Sophia, ca. 4 - 5 Jahre alt, ca. 45 cm groß, kastriert

Sophia wurde in Patras von einem Auto angefahren, das Auto fuhr einfach weiter und lies sie verletzt liegen. Zum Glück wurde eine tierliebe Frau auf sie aufmerksam und hat Sophia in das Tierheim gebracht.

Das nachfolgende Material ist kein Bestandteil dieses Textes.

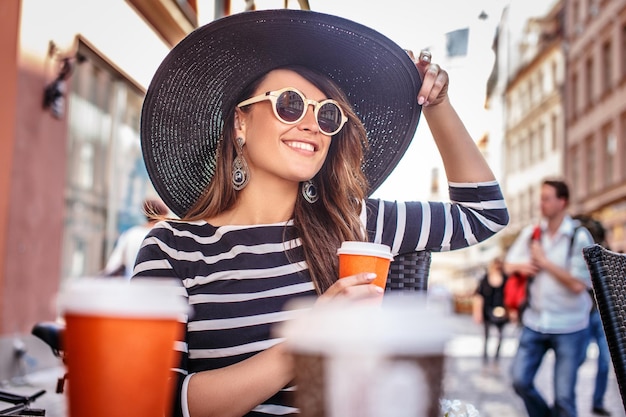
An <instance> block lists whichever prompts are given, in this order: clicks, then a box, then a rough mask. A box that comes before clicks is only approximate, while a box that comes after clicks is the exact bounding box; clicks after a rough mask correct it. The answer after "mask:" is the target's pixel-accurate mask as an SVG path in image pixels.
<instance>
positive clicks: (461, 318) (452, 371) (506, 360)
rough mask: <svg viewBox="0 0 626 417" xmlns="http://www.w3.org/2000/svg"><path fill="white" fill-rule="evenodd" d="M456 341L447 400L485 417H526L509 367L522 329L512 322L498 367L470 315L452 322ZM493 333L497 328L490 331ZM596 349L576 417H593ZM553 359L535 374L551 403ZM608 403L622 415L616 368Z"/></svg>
mask: <svg viewBox="0 0 626 417" xmlns="http://www.w3.org/2000/svg"><path fill="white" fill-rule="evenodd" d="M453 326H454V334H455V336H454V338H453V339H452V341H451V342H450V343H449V344H448V348H447V349H448V350H447V353H446V360H447V362H446V375H445V380H444V392H445V394H444V397H445V398H447V399H458V400H461V401H463V402H467V403H470V404H473V405H474V406H475V407H476V409H477V410H478V411H479V412H480V416H481V417H503V416H506V417H524V416H526V415H527V414H526V411H525V409H524V404H523V402H522V401H521V400H520V398H519V397H518V396H517V395H516V394H515V393H514V392H513V388H512V387H511V377H510V372H509V368H510V364H511V359H512V357H513V355H514V354H515V351H516V349H517V338H518V333H519V328H518V327H517V326H516V325H513V324H508V325H506V327H505V329H504V334H505V338H504V341H503V344H502V348H501V352H500V361H499V363H494V361H493V360H491V361H490V362H488V363H484V362H483V336H482V331H483V330H482V325H478V324H475V323H474V322H473V321H472V319H471V317H470V316H469V315H456V316H455V319H454V320H453ZM492 333H495V329H492ZM490 342H492V343H490V344H489V345H488V346H489V348H490V350H489V352H490V355H493V352H494V350H495V342H496V341H495V337H492V339H491V340H490ZM596 358H597V347H596V345H595V344H592V345H590V347H589V349H588V351H587V360H586V361H585V362H584V363H583V365H582V366H581V368H580V369H579V372H578V383H577V387H576V396H577V401H576V403H577V408H578V417H593V416H594V414H592V413H591V397H592V394H593V388H594V384H595V382H594V381H595V375H596ZM553 365H554V357H553V356H552V354H551V353H550V354H548V355H547V356H546V358H545V359H544V362H543V364H542V365H541V368H540V370H539V373H538V374H537V377H536V379H535V383H536V385H537V387H538V389H539V390H540V391H541V393H542V394H543V395H544V396H545V398H546V399H547V400H548V401H550V402H551V401H552V399H553V388H552V375H553V372H552V370H553ZM604 405H605V408H606V409H607V410H609V411H610V412H611V415H612V416H614V417H624V416H625V414H624V406H623V405H622V400H621V397H620V394H619V388H618V386H617V380H616V379H615V374H614V373H613V369H611V372H610V373H609V383H608V388H607V393H606V395H605V398H604Z"/></svg>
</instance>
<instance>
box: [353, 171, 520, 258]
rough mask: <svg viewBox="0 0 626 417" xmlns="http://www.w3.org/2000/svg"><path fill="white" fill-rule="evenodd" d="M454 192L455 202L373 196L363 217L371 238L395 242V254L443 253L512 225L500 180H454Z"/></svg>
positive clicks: (372, 238)
mask: <svg viewBox="0 0 626 417" xmlns="http://www.w3.org/2000/svg"><path fill="white" fill-rule="evenodd" d="M449 193H450V202H417V201H416V202H398V201H394V202H391V201H384V200H378V199H369V200H367V202H366V204H365V211H364V213H363V215H362V218H363V220H364V222H365V224H366V225H367V232H368V237H369V240H370V241H373V242H377V243H384V244H386V245H389V246H391V248H392V252H393V253H394V254H398V253H406V252H411V251H415V250H430V251H434V252H443V251H450V250H456V249H461V248H466V247H468V246H472V245H475V244H477V243H479V242H482V241H484V240H486V239H488V238H489V237H491V236H493V235H494V234H495V233H497V232H498V231H500V230H502V229H503V228H504V227H505V226H506V225H507V224H508V221H509V215H508V211H507V208H506V205H505V202H504V197H503V195H502V191H501V190H500V186H499V184H498V183H497V182H496V181H493V182H485V183H469V184H468V183H463V184H461V183H450V184H449Z"/></svg>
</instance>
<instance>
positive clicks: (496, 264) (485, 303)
mask: <svg viewBox="0 0 626 417" xmlns="http://www.w3.org/2000/svg"><path fill="white" fill-rule="evenodd" d="M502 268H503V265H502V259H500V258H495V259H494V260H492V261H491V263H490V264H489V268H488V269H487V273H486V274H485V276H484V277H483V278H482V279H481V280H480V282H479V283H478V287H477V288H476V293H475V294H474V303H473V316H474V321H475V322H476V323H479V324H480V323H482V324H483V329H484V346H483V360H484V361H485V362H486V361H487V359H488V358H489V355H488V349H487V348H488V342H489V333H490V330H491V326H494V327H495V328H496V331H497V332H498V335H497V344H496V350H495V352H494V355H493V359H494V361H495V362H496V363H497V362H498V360H499V359H500V347H501V345H502V336H503V334H502V332H503V330H504V325H505V324H506V323H508V322H509V317H508V314H507V311H506V309H505V308H504V283H505V281H506V276H505V275H504V271H503V269H502Z"/></svg>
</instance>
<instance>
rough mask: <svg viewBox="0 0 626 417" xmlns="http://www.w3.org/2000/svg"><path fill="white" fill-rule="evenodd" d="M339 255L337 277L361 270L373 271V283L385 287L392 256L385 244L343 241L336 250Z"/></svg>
mask: <svg viewBox="0 0 626 417" xmlns="http://www.w3.org/2000/svg"><path fill="white" fill-rule="evenodd" d="M337 255H339V278H345V277H348V276H350V275H355V274H358V273H361V272H374V273H375V274H376V279H374V281H373V283H374V284H375V285H378V286H379V287H380V288H382V289H385V285H386V284H387V275H388V273H389V264H390V263H391V261H392V259H393V257H392V256H391V248H390V247H389V246H387V245H381V244H379V243H371V242H352V241H350V242H343V243H342V244H341V247H340V248H339V249H338V250H337Z"/></svg>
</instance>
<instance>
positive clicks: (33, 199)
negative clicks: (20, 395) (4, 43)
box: [0, 2, 67, 335]
mask: <svg viewBox="0 0 626 417" xmlns="http://www.w3.org/2000/svg"><path fill="white" fill-rule="evenodd" d="M2 3H3V4H4V3H6V2H2ZM3 20H4V21H8V20H5V19H3ZM18 20H19V19H17V18H16V19H15V21H18ZM11 21H13V19H11ZM13 31H14V35H13V42H14V45H17V44H18V41H17V40H16V39H15V36H16V35H15V33H19V31H18V30H17V28H15V27H14V28H13ZM14 49H15V46H14ZM0 50H2V51H4V50H5V48H3V47H0ZM3 53H4V52H3ZM38 59H40V62H37V63H32V62H25V61H24V59H23V58H21V57H20V59H17V60H16V59H15V57H13V59H11V60H10V62H12V63H13V66H14V67H15V68H16V69H15V71H14V72H15V74H16V75H14V76H13V79H12V81H13V82H12V84H13V85H16V86H17V90H16V97H15V101H14V103H16V105H14V106H13V107H14V115H13V117H11V118H7V119H5V118H4V117H2V119H3V120H13V121H14V123H12V124H11V125H12V127H13V129H12V132H8V131H7V129H6V127H5V126H4V125H5V124H4V123H2V124H0V125H1V126H2V127H0V129H2V131H1V132H2V136H3V140H2V141H0V143H1V145H0V146H2V148H3V149H2V152H0V153H1V154H3V155H12V158H9V159H10V161H9V162H10V164H7V165H8V166H11V171H10V183H9V184H8V186H7V185H0V193H1V195H2V201H3V202H6V203H7V204H6V205H7V206H8V207H7V209H6V210H5V212H4V213H2V212H1V211H0V214H2V218H3V219H5V221H4V222H5V224H3V228H0V248H2V254H1V255H0V256H2V258H0V265H2V272H1V273H2V275H1V277H2V278H1V279H0V282H1V286H0V300H1V302H2V304H1V305H0V309H1V310H0V335H2V334H14V333H29V332H30V329H31V327H32V325H33V324H34V323H35V322H37V321H42V320H52V319H54V318H55V313H56V312H55V308H54V296H55V294H56V292H57V290H58V288H59V282H60V268H61V267H60V262H61V250H62V247H61V242H62V226H63V210H64V186H65V164H66V152H67V150H66V148H67V144H66V138H67V120H66V118H62V119H55V118H53V117H52V115H51V114H50V113H49V112H48V111H46V110H43V109H42V97H43V90H44V86H45V85H46V84H47V83H48V82H50V81H51V79H52V78H54V76H55V75H56V69H55V70H54V73H52V71H51V70H48V71H49V72H50V74H44V68H50V67H52V66H51V65H48V67H45V64H44V60H45V57H38ZM1 61H2V62H6V61H7V60H5V59H1ZM16 61H17V64H16ZM3 75H4V74H0V79H2V80H3V81H4V80H6V79H7V77H5V76H3ZM4 87H5V86H3V91H7V90H5V89H4ZM11 144H12V146H11V147H10V149H9V146H10V145H11ZM4 151H6V153H5V152H4ZM11 159H12V160H11ZM7 165H5V164H2V168H1V169H2V170H3V171H4V170H5V167H6V166H7ZM2 174H3V175H4V172H3V173H2ZM0 210H2V209H1V208H0ZM6 219H10V221H8V222H7V221H6Z"/></svg>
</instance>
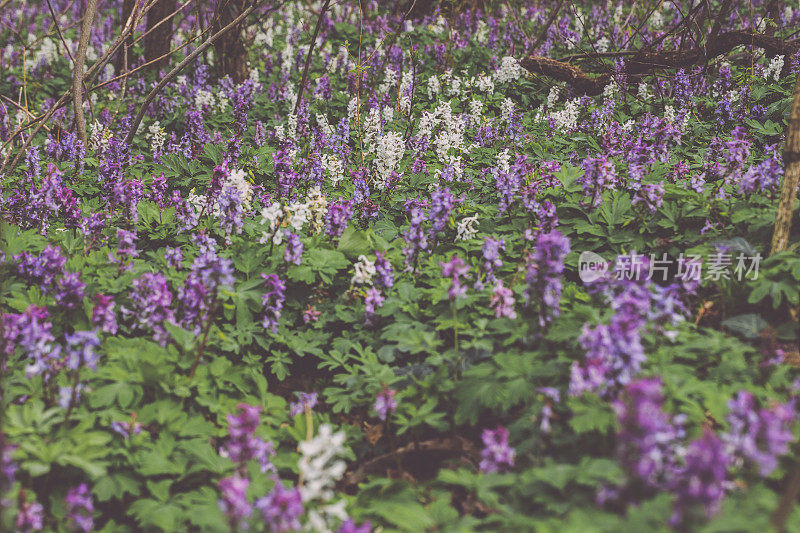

Sie wurde von einem Tierarzt untersucht und es stellte sich heraus, dass das Becken gebrochen war, das war der Grund warum sie nur noch sehr schlecht laufen konnte.Daraufhin wurde sie operiert und musste danach leider wieder ins Tierheim zurück, was für die Genesung natürlich kein geeigneter Ort ist :-( Zum Glück merkt man ihr inzwischen nichts mehr an beim Laufen, soweit man das von den kurzen Gängen zum Zwinger und zurück beurteilen kann. Bei ihrem Zustand würde man denken, sie sei an Leishmaniose oder Ähnlichem erkrankt, dies ist zum Glück nicht der Fall: alle Blutergebnisse (Leishmaniose, Ehrlichiose, Babesiose und Dirofilarien) waren negativ. Es ist einfach wieder einmal so ein Fall, ein Hund der für das Tierheim einfach viel zu sensibel ist und deshalb dort Zugrunde geht. Wir hatten Sophia nie zuvor gesehen im Tierheim, sie hat sich wohl immer nur in ihre Hütte im Zwinger zurückgezogen, sie hatte Angst vor all dem Lärm. Als sie nun für das Fotoshooting herausgeholt wurde, habe ich sie jetzt zum ersten Mal gesehen und war erschrocken, in welch schlimmen Zustand sie ist :-( Sie war glücklicherweise gar nicht ängstlich als sie aus dem Zwinger raus war, man sieht es auf den Fotos.